Boska, MD, Welch, KM, Barker, PB, Nelson, JA, Schultz, L
Neurology. 2002;(8):1227-33
Abstract
BACKGROUND Previous single voxel (31)P MRS pilot studies of migraine patients have suggested that disordered energy metabolism or Mg(2+) deficiencies may be responsible for hyperexcitability of neuronal tissue in migraine patients. These studies were extended to include multiple brain regions and larger numbers of patients by multislice (31)P MR spectroscopic imaging. METHODS Migraine with aura (MWA), migraine without aura (MwoA), and hemiplegic migraine patients were studied between attacks by (31)P MRS imaging using a 3-T scanner. RESULTS Results were compared with those in healthy control subjects without headache. In MwoA, consistent increases in phosphodiester concentration [PDE] were measured in most brain regions, with a trend toward increase in [Mg(2+)] in posterior brain. In MWA, phosphocreatine concentration ([PCr]) was decreased to a minor degree in anterior brain regions and a trend toward decreased [Mg(2+)] was observed in posterior slice 1, but no consistent changes were found in phosphomonoester concentration [PME], [PDE], inorganic phosphate concentration ([Pi]), or pH. In hemiplegic migraine patients, [PCr] had a tendency to be lower, and [Mg(2+)] was significantly lower than in the posterior brain regions of control subjects. Trend analysis showed a significant decrease of brain [Mg(2+)] and [PDE] in posterior brain regions with increasing severity of neurologic symptoms.

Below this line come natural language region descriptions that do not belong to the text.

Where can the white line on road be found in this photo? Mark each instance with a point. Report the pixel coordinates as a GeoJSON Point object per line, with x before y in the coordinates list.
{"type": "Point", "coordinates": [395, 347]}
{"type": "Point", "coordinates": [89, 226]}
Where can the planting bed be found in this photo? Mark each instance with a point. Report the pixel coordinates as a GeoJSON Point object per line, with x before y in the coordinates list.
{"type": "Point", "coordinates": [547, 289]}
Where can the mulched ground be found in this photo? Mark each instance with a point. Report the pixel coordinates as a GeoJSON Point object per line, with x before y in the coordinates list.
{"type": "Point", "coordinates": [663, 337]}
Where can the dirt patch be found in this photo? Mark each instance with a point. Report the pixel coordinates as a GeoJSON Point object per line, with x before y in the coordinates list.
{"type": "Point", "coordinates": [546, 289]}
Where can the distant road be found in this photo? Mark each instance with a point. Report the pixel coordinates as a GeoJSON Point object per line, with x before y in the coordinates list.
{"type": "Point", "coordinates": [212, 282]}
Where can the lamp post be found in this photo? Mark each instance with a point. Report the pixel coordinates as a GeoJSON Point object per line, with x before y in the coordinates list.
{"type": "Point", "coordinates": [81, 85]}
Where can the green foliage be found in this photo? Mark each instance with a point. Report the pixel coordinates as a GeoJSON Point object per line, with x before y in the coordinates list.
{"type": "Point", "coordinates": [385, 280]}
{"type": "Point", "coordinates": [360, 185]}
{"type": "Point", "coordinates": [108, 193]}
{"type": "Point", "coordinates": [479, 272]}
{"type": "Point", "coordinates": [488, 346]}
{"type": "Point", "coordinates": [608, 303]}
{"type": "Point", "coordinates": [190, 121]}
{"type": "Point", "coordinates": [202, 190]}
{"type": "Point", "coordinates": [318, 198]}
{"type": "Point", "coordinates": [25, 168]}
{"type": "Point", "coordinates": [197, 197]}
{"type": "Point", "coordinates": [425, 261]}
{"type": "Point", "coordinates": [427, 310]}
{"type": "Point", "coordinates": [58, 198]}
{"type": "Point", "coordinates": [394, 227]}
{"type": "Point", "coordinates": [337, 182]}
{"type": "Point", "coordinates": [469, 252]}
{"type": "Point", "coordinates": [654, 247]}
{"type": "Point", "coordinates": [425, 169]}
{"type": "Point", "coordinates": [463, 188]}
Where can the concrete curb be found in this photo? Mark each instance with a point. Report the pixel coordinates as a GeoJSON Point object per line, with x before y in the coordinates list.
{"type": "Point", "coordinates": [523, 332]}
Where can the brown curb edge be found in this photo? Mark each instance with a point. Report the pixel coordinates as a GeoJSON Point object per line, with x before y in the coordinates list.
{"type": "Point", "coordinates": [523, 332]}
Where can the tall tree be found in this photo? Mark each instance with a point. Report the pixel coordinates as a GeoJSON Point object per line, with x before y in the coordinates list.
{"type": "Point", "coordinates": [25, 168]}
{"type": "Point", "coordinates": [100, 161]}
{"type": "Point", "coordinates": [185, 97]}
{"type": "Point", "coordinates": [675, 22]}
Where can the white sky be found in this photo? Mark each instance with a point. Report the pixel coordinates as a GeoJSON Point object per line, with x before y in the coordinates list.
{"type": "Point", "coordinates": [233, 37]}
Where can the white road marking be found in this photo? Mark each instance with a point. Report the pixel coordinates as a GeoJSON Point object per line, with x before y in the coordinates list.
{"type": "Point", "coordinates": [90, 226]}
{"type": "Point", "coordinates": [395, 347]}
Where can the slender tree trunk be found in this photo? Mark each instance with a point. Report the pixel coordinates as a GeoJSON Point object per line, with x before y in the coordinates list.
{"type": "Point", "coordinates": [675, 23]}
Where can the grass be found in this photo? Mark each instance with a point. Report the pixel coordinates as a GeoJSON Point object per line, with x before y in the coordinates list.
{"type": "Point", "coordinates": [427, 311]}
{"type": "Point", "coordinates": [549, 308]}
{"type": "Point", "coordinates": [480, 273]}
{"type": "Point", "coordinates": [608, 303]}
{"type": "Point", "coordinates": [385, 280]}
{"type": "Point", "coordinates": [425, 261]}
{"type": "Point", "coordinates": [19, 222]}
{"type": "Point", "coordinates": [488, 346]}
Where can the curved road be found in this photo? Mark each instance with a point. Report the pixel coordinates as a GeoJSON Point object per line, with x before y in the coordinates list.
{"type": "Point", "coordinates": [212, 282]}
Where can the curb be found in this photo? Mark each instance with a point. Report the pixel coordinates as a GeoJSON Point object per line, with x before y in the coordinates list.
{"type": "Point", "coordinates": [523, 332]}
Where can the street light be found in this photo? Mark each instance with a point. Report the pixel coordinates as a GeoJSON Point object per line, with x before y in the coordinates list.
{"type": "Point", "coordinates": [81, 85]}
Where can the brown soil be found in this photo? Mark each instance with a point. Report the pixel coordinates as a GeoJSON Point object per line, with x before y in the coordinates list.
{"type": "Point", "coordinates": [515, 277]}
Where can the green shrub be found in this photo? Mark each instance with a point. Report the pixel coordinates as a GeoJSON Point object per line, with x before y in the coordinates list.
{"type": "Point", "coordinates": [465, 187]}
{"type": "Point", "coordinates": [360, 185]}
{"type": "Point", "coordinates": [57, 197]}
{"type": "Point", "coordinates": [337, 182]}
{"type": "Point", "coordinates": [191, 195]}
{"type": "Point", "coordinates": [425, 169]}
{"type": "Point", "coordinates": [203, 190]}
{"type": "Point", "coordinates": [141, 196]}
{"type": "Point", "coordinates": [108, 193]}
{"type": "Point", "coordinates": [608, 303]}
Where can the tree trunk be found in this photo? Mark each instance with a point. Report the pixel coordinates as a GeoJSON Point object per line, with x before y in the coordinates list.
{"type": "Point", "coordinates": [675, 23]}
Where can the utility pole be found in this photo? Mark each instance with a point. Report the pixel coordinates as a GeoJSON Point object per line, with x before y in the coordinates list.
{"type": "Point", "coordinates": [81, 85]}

CONCLUSIONS Overall, the results support no substantial or consistent abnormalities of energy metabolism, but it is hypothesized that disturbances in magnesium ion homeostasis may contribute to brain cortex hyperexcitability and the pathogenesis of migraine syndromes associated with neurologic symptoms. In contrast, migraine patients without a neurologic aura may exhibit compensatory changes in [Mg(2+)] and membrane phospholipids that counteract cortical excitability.